За пару-тройку недель я более или менее освоилась. Покупатели к нам заходили однотипные — средний класс, секретарши в шмотках из испанских универмагов, будущие домохозяйки, с пальцами уже слегка траченными слишком частым употреблением моющих средств, и женихи в костюмах-тройках. От них веяло недолговечной радостью, которой вскоре — это чувствовалось — предстоит сгинуть под тоннами разогретых в микроволновке блюд, яростным детским плачем (зубки режутся!) и бессонницей конца месяца, когда непонятно, на что жить до зарплаты. Я смотрела на них и угадывала, как начнут преждевременно стареть их руки, покрываясь пятнистой сыпью, мозолями и шрамами. Меня восхищало то непостижимо веселое смирение, с каким они, улыбаясь во весь рот, дружными рядами шагали на гильотину.
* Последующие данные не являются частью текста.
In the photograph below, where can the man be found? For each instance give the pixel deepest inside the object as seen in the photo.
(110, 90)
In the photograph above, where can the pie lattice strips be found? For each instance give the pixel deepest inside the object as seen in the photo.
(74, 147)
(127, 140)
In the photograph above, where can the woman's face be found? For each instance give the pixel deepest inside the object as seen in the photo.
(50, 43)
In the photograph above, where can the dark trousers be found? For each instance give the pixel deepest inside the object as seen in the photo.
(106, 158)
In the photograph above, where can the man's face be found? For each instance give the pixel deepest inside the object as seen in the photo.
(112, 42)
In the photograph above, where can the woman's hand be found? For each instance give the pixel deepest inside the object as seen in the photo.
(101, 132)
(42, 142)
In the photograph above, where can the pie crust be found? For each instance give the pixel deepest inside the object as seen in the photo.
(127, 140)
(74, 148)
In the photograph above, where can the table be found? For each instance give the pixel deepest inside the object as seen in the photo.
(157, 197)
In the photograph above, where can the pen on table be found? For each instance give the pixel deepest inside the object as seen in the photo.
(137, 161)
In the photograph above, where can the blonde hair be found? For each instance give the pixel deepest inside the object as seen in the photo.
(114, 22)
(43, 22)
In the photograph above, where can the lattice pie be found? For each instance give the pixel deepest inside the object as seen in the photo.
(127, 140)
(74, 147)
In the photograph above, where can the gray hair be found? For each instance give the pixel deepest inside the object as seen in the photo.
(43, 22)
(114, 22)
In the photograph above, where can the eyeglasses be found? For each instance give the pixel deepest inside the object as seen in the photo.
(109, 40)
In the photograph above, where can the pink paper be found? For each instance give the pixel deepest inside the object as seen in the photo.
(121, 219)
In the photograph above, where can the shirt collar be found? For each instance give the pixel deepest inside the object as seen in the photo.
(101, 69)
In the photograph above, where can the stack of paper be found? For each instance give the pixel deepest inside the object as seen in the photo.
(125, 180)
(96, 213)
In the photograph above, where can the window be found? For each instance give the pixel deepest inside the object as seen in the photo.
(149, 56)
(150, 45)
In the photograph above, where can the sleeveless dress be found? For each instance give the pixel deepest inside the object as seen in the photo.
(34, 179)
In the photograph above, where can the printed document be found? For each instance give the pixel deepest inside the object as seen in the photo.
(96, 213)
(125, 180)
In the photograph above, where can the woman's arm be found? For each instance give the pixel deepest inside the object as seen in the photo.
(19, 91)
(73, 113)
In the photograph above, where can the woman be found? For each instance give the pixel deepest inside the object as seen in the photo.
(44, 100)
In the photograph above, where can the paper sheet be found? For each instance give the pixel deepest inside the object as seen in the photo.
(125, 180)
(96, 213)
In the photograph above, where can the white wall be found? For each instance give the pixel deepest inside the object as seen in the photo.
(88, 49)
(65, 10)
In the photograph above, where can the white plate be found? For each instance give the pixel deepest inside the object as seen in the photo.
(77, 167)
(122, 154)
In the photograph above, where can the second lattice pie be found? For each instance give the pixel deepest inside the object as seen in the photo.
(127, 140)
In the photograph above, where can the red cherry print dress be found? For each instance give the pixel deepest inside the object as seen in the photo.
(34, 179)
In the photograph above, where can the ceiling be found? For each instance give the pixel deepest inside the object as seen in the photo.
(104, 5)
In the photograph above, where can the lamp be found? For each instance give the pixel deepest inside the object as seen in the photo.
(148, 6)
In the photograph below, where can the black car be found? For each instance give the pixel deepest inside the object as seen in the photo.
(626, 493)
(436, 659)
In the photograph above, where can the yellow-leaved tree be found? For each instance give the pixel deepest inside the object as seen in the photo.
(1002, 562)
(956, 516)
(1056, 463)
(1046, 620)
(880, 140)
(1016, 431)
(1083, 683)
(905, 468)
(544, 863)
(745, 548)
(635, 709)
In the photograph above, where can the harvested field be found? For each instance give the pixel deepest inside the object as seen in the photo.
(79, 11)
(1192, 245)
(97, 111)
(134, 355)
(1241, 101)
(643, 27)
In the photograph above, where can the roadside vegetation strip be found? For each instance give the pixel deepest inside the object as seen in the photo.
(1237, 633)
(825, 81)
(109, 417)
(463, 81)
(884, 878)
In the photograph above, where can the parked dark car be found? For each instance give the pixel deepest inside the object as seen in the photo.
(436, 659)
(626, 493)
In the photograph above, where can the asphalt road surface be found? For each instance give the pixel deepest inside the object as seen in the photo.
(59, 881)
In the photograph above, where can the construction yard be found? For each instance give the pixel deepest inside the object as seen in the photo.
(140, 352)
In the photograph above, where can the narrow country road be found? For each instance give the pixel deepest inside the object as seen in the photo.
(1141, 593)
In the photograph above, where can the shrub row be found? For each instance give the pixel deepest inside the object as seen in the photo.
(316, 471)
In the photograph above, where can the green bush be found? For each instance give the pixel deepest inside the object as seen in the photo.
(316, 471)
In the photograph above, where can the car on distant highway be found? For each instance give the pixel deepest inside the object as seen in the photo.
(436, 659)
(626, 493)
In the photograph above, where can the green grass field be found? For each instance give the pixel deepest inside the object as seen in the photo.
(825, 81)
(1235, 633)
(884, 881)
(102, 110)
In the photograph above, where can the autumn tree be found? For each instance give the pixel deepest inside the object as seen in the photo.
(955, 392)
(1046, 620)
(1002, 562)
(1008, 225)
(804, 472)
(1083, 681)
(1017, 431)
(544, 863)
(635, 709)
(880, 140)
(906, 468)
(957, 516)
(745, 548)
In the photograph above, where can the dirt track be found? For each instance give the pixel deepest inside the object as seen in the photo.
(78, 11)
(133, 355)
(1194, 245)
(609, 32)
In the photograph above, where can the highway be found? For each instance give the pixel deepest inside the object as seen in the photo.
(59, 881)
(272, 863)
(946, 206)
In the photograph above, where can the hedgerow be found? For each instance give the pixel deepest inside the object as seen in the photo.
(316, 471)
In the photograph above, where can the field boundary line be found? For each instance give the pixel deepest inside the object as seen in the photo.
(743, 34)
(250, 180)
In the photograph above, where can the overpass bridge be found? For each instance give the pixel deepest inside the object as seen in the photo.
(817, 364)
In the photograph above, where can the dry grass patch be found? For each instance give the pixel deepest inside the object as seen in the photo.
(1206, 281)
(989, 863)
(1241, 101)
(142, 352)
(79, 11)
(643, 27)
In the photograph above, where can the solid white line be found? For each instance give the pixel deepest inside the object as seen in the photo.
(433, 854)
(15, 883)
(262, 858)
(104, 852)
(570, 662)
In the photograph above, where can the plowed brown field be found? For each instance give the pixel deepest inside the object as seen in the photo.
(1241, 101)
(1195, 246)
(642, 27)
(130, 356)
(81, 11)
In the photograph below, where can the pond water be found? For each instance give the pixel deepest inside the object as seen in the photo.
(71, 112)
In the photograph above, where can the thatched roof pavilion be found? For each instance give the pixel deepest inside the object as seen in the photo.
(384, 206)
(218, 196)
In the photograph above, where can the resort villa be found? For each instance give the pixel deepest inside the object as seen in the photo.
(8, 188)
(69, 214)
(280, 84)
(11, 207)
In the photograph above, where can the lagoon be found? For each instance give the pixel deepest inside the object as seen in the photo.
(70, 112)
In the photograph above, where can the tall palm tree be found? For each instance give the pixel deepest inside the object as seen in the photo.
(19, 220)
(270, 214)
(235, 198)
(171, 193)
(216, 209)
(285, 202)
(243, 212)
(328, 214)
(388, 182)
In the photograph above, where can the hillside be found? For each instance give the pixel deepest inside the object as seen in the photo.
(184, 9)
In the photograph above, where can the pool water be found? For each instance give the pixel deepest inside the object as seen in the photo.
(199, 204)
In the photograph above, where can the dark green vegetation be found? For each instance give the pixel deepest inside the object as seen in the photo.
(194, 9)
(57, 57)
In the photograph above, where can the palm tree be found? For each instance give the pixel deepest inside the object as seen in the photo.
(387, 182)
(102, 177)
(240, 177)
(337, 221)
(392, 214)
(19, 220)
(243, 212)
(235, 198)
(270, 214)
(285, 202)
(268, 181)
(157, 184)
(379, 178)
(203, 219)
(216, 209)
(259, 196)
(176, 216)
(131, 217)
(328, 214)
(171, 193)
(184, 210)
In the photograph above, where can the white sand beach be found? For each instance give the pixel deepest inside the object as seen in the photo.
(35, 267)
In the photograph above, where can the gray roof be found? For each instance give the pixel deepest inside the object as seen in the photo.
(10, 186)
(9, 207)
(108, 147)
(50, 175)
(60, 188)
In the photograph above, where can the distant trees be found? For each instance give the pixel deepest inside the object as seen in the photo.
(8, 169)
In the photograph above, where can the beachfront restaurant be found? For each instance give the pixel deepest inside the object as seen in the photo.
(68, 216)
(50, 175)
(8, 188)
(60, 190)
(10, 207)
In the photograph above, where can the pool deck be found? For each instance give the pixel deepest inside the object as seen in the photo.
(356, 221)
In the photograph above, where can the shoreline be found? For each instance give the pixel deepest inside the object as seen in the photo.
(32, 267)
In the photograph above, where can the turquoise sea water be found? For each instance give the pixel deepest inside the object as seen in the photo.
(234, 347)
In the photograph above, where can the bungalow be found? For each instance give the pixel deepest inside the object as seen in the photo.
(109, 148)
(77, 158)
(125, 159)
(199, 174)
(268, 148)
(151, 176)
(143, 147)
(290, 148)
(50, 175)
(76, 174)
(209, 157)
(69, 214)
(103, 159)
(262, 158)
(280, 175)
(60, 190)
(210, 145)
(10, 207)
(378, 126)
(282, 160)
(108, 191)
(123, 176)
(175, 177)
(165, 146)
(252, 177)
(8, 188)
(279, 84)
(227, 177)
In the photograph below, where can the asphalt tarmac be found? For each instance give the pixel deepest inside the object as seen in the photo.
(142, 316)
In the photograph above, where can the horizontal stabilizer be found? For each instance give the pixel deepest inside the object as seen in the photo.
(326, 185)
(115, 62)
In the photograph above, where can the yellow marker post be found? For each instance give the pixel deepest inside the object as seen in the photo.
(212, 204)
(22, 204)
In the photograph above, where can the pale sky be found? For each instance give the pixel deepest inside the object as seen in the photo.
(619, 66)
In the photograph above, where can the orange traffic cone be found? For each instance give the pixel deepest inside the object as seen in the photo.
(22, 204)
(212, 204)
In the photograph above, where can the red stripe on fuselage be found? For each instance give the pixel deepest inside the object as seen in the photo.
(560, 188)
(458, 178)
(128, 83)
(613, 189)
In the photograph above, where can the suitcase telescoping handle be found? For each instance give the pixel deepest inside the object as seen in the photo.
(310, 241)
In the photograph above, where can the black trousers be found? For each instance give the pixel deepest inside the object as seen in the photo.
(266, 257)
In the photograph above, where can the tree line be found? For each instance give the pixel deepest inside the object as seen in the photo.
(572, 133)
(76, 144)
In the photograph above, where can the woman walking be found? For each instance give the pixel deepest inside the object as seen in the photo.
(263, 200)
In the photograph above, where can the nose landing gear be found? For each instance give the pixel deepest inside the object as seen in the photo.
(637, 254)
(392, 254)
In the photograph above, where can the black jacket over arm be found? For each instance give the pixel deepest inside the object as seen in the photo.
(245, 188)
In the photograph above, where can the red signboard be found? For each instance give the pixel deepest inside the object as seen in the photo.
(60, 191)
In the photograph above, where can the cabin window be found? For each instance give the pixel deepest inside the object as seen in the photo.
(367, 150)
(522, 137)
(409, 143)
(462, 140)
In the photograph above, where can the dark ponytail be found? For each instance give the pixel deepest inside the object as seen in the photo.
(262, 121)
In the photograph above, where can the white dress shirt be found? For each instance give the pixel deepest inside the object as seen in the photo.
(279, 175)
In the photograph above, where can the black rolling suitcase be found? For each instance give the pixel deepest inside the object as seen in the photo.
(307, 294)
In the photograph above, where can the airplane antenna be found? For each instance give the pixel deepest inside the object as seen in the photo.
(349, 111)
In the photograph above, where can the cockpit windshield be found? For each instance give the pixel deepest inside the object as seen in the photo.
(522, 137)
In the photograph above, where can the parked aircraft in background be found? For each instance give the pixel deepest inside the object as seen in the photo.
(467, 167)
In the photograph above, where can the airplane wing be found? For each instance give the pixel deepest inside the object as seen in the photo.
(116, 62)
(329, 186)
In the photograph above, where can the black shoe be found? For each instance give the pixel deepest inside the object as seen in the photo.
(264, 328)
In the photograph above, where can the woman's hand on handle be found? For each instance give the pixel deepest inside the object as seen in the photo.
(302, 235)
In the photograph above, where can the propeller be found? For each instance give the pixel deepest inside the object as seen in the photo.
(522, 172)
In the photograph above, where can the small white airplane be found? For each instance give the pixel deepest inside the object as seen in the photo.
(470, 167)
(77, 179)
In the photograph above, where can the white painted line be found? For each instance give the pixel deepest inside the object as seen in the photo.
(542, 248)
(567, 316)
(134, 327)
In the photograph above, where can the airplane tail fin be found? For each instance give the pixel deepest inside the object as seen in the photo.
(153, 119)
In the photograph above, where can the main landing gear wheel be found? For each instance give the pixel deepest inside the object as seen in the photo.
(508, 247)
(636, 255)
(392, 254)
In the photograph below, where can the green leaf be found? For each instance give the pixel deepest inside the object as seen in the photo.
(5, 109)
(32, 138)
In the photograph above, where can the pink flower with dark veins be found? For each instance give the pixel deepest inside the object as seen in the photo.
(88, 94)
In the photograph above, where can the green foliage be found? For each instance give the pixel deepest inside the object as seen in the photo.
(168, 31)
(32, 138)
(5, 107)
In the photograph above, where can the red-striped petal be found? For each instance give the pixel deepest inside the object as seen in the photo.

Полагаю, ежедневное близкое общение со всей этой публикой стало для меня самой надежной прививкой против брака. Впрочем, мне нравилось ощущать себя хозяйкой зала, точно знающей, где что лежит, и способной с закрытыми глазами найти в подвале нужную модель. В этой лавке я чувствовала себя как дома. Привыкла к абсурдным требованиям клиентуры. На работу являлась вовремя, консультировала покупателей — не всегда удачно, зато без нахальства, и с нетерпением ждала обеденного перерыва, чтобы остаться с глазу на глаз с девчонками.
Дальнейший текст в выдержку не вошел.